I found out it is referencing a page called IndexMovers.aspx?ln=en check it out here
It looks like this page is a comma separated list of things. First comes the name, next comes the price, and then a couple other things you don't care about.
To simulate this in python, we request the page, split it by the commas, then read through every 6th value in the list, adding that value and the value one after that to a new list called stockInformation.
Now we can just loop through stock information and get the name using item[0] and price with item[1]
import requests
newUrl = "http://www.bseindia.com/Msource/IndexMovers.aspx?ln=en"

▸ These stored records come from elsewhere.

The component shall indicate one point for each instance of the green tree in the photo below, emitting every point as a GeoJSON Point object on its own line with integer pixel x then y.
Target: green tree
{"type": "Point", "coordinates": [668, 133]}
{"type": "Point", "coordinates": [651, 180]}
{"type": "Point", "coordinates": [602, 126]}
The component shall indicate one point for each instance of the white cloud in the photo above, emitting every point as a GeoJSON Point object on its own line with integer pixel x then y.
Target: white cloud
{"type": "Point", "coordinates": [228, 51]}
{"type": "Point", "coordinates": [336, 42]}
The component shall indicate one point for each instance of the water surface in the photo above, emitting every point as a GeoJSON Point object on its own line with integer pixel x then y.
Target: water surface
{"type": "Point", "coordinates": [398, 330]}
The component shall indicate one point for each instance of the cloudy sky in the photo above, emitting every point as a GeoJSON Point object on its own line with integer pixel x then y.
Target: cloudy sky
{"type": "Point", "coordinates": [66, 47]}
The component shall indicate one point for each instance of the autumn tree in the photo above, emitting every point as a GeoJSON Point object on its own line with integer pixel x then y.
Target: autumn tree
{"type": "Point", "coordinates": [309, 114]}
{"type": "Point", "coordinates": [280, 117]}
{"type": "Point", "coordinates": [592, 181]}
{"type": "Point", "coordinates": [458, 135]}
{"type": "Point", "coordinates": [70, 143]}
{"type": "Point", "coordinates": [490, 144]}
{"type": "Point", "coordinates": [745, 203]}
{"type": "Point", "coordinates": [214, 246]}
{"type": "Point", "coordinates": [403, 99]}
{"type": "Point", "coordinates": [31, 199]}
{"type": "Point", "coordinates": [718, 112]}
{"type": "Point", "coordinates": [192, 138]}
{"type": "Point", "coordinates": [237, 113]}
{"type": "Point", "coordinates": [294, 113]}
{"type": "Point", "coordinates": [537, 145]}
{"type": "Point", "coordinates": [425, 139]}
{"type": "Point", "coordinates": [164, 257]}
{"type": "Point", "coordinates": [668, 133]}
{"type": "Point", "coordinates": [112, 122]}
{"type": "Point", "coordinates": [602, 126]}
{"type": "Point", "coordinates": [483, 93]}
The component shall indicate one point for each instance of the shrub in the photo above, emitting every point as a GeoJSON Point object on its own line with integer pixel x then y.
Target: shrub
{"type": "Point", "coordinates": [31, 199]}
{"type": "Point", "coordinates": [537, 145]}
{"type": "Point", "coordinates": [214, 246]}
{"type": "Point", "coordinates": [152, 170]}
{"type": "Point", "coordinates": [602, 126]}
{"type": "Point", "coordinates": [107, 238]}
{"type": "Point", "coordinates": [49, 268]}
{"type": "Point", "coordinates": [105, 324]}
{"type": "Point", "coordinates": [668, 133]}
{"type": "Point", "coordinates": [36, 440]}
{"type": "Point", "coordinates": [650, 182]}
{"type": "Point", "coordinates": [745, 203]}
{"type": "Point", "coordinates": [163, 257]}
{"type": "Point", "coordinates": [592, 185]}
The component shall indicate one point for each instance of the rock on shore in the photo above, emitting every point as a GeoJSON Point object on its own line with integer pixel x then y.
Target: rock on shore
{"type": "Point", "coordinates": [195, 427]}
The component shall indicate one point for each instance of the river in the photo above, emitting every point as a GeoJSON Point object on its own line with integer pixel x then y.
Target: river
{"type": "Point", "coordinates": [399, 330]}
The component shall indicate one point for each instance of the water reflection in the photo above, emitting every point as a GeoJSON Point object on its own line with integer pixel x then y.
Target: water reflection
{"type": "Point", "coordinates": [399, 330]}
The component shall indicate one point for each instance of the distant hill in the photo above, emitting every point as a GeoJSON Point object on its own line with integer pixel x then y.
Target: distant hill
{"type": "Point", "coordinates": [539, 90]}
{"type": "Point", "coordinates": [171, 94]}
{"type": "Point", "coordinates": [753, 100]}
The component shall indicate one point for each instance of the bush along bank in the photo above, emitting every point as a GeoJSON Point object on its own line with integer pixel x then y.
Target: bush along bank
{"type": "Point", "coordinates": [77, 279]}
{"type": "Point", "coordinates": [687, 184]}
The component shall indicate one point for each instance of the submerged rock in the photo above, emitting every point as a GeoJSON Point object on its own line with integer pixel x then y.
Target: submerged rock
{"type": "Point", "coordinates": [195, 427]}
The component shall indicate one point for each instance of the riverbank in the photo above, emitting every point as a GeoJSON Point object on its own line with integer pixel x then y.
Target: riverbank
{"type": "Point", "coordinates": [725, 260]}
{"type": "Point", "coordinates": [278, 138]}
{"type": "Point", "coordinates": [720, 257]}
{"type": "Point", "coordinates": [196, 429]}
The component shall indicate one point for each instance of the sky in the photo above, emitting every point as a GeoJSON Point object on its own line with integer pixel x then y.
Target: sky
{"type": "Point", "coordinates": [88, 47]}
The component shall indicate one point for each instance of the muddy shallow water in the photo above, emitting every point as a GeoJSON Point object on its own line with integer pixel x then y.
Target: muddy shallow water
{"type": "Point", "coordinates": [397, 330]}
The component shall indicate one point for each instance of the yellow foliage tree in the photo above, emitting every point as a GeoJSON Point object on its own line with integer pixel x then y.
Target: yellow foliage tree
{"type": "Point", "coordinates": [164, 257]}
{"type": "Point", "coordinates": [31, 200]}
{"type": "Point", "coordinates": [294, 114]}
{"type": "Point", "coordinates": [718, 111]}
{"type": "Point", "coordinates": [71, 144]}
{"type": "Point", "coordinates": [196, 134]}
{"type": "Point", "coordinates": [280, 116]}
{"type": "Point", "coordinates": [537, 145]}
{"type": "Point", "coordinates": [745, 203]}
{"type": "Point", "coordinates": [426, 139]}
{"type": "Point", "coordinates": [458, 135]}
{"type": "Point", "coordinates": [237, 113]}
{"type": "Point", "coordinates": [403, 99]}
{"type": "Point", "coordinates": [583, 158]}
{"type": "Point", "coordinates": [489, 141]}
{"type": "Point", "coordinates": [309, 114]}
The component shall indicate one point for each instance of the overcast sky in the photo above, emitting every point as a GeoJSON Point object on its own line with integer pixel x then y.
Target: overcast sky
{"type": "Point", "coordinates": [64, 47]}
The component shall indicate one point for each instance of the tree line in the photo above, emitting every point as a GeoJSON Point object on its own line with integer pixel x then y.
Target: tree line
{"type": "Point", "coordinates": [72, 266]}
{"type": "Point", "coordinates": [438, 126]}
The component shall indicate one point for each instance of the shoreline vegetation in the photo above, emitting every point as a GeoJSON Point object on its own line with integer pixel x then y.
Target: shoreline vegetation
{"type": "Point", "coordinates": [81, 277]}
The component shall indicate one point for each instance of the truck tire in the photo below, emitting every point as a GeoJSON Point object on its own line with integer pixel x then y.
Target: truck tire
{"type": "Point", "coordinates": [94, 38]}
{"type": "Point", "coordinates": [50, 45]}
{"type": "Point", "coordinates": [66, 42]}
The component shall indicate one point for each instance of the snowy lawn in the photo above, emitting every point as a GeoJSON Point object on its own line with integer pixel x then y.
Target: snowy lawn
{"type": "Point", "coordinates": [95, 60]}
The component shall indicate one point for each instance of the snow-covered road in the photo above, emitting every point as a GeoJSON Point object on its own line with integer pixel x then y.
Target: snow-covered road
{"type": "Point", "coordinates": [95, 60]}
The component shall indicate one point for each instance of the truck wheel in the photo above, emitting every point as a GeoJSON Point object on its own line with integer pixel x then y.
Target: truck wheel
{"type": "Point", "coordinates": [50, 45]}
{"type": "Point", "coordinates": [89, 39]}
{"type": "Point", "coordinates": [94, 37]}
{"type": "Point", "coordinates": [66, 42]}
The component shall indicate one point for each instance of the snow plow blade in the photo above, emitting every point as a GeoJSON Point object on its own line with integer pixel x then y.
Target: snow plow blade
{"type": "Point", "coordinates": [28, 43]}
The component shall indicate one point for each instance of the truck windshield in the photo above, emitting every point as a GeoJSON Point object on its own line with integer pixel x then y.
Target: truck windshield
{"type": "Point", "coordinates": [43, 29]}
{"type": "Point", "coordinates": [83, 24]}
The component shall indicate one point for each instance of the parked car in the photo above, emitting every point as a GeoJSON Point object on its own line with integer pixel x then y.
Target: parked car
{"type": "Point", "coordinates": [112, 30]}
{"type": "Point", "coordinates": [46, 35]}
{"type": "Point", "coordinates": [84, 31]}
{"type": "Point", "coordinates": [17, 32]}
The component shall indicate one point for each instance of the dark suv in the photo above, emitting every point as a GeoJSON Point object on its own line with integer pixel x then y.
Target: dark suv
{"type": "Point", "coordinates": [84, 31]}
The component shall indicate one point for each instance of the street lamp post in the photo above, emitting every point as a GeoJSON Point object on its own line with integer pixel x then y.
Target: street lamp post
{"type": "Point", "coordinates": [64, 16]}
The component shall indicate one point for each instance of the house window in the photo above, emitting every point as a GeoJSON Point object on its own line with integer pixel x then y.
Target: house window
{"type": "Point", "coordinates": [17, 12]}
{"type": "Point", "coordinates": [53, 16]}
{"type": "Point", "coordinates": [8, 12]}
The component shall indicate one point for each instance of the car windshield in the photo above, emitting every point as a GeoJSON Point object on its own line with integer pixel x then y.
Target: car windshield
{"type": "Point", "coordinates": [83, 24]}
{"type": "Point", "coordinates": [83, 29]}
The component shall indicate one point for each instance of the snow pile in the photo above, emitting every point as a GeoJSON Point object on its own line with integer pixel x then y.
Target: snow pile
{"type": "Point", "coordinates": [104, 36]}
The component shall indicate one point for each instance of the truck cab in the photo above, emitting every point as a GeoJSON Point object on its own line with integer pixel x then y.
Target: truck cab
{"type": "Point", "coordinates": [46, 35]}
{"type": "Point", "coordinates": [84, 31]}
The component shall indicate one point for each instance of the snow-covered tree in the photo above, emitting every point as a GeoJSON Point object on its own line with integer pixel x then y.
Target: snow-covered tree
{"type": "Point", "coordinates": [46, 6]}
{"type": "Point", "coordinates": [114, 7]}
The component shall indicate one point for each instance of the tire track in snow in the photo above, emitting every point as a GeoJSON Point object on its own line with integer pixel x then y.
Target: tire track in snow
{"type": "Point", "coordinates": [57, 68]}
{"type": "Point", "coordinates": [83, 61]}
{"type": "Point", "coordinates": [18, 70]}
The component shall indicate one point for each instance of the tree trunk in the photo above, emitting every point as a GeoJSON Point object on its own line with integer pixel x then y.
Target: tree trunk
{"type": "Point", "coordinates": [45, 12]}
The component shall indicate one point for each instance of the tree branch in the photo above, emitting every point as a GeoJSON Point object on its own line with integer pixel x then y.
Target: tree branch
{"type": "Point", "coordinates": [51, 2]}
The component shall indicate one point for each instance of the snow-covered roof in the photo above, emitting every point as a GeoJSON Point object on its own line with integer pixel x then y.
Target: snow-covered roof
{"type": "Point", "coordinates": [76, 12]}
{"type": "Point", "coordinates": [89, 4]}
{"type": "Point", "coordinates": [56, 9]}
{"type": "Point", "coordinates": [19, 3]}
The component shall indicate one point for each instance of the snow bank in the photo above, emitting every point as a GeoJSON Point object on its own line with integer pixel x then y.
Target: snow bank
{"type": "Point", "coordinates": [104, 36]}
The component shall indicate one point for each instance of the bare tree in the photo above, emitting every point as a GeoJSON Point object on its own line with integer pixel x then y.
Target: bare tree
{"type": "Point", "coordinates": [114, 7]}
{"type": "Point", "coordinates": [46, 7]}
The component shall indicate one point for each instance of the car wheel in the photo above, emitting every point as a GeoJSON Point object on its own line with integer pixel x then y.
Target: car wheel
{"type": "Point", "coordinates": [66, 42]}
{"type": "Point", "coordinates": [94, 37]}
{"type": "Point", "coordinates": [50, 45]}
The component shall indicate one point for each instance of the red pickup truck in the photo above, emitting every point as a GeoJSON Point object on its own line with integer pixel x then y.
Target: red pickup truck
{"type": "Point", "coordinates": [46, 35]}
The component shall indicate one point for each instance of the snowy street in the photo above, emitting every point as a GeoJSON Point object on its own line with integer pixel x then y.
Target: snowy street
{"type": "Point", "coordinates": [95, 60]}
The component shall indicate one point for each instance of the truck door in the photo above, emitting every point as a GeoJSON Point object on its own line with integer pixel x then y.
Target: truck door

response = requests.get(newUrl).text
commaItems = response.split(",")
#create list of stocks, each one containing information
#index 0 is the name, index 1 is the price
#the last item is not included because for some reason it has no price info on indexMovers page
stockInformation = []
for i, item in enumerate(commaItems[:-1]):
if i % 6 == 0:
newList = [item, commaItems[i+1]]
stockInformation.append(newList)
#print each item and its price from your list
for item in stockInformation:
print(item[0], "has a price of", item[1])
This prints out:
S&P BSE SENSEX has a price of 25489.57
SENSEX#S&P BSE 100 has a price of 7944.50
BSE-100#S&P BSE 200 has a price of 3315.87
BSE-200#S&P BSE MidCap has a price of 11156.07
MIDCAP#S&P BSE SmallCap has a price of 11113.30
SMLCAP#S&P BSE 500 has a price of 10399.54
BSE-500#S&P BSE GREENEX has a price of 2234.30
GREENX#S&P BSE CARBONEX has a price of 1283.85
CARBON#S&P BSE India Infrastructure Index has a price of 152.35
INFRA#S&P BSE CPSE has a price of 1190.25
CPSE#S&P BSE IPO has a price of 3038.32
#and many more... (total of 40 items)
Which clearly is equivlent to the values shown on the page
So there you have it, you can simulate exactly what the javascript on that page is doing to load the information. Infact you now have even more information than was just shown to you on the page and the request is going to be faster because we are downloading just data, not all that extraneous html.
If you look into the source code of your page (e.g. by storing it into a file and opening it with an editor), you will see that the actual stock price 25,489.57 does not show up directly. The price is not in the stored html code but loaded in a different way.